11302 Oblique Field Magnetic Flux Leakage Survey Complements Axial Field Data

Monday, March 14, 2011: 9:00 AM
Room 320 B (George R. Brown Convention Center)
James Simek*
T. D. Williamson/Magpie
Pipeline operators worldwide have implemented integrity management programs in an effort to improve operation and maintenance efficiency along with continued safe operation of pipeline systems.  Several types of monitoring and data collection activities are incorporated into these programs, with inline inspection tools providing data for detection and quantification of features that may impact the integrity of the pipeline system.  Magnetic flux leakage tools are among the most widely used in pipeline systems, typically providing information for metal loss features.  The tool configurations being offered have been expanded in recent years to allow multiple data sets to be collected concurrently.  Magnetic flux leakage tools incorporate fields that are axially aligned with the pipe for detection of general corrosion type features.   For extremely narrow metal loss or certain classes of seam weld features, tools with fields that are circumferentially aligned or transverse to the pipe axis are used.  Presently, multiple independent inline surveys are required to adequately address each of these feature classes. 
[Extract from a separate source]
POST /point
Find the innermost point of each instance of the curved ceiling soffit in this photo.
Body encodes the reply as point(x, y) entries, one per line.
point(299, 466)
Providing the ability to collect both of these data sets in a single survey would allow operators to minimize the number of surveys required to address metal loss features that may be present within pipeline systems.  In addition to fewer surveys being required, the concurrent acquisition of multiple data sets will minimize the time required to perform comparisons of the data sets from each of the surveys.  This paper will discuss the results obtained from modeling and sample test data of magnetic flux leakage signals acquired when the magnetic fields are applied at an angle to the main axis of elongated metal loss features.  Several classes of features have been chosen for evaluation, including extremely narrow axially oriented features.